As tyrants and dictators gained the support of western governments and did whatever they wanted with their economies without questions their people grew poorer, hopelessness and despair. As the little money that came into government coffers were taken by corrupt government officials and civil servants there were virtually no money to carry out infrastructural development and the poverty deepened. Poverty, desperation and hopelessness that engulfed the people coupled with their inability to change their leaders democratically sowed dissent among the population which serve as breeding grounds for more coups, civil wars and civil disturbances. This was evidence in Ghana, Nigeria, Niger, Ivory Coast, The Gambia, Liberia, Mauritania, Algeria, Gabon, Togo, Cameroon, Equatorial Guinea, Guinea Bissau, Central Africa Republic, Chad, Sudan, Ethiopia, Uganda and Sierra Leone all experienced coups in the 1960s, 1970s, 1980s and even to the early 1990s.
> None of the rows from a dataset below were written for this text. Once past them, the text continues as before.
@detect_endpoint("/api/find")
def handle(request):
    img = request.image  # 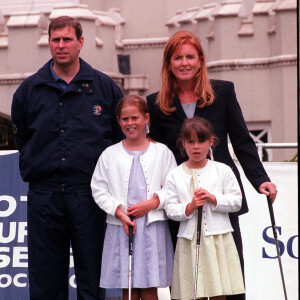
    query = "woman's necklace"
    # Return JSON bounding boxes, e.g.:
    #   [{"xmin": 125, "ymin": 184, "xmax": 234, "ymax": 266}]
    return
[{"xmin": 179, "ymin": 94, "xmax": 196, "ymax": 108}]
These waves of coups was followed by civil wars that hit Liberia, Sierra Leone, Ivory Coast, Congo, Chad, CAR, Somalia, Uganda which also contributed to the destruction of roads, harbours, airports, rail lines, telecommunication, hospitals, schools and many more.
 
Today in the Delta region of Nigeria a serious instability is going on with young men kidnapping oil workers for ransom. The Nigerian Army is battling a growing insurgence in the oil rich Niger Delta region because of the black gold that is found there. In Sierra Leone and Liberia the civil wars that took place there in the 1990s were about resources. Gold and diamond found in large quantities in Sierra Leone fuelled the war resulting in the death of many and destruction of property worth several billions of dollars. The diamond from those parts of West Africa has been termed blood diamond. In South Africa apartheid was instituted to deny Africans from having access to land and mineral deposits in the country. In Zimbabwe the white minority took 85% of the rich soils and Robert Mugabe had to go to war in order to get a share for black majority. 

This has been the state of affairs in Africa, the presence of oil, gold, diamond, gas, timber, coltan, uranium, tin ore, manganese, iron ore, bauxite and rich soil have been a curse for Africans. They are poor even though the continent has a 50% share of the world’s natural resource stock. Conflicts and instabilities are everywhere because of these resources. Coups and dictatorships are everywhere because of the resources.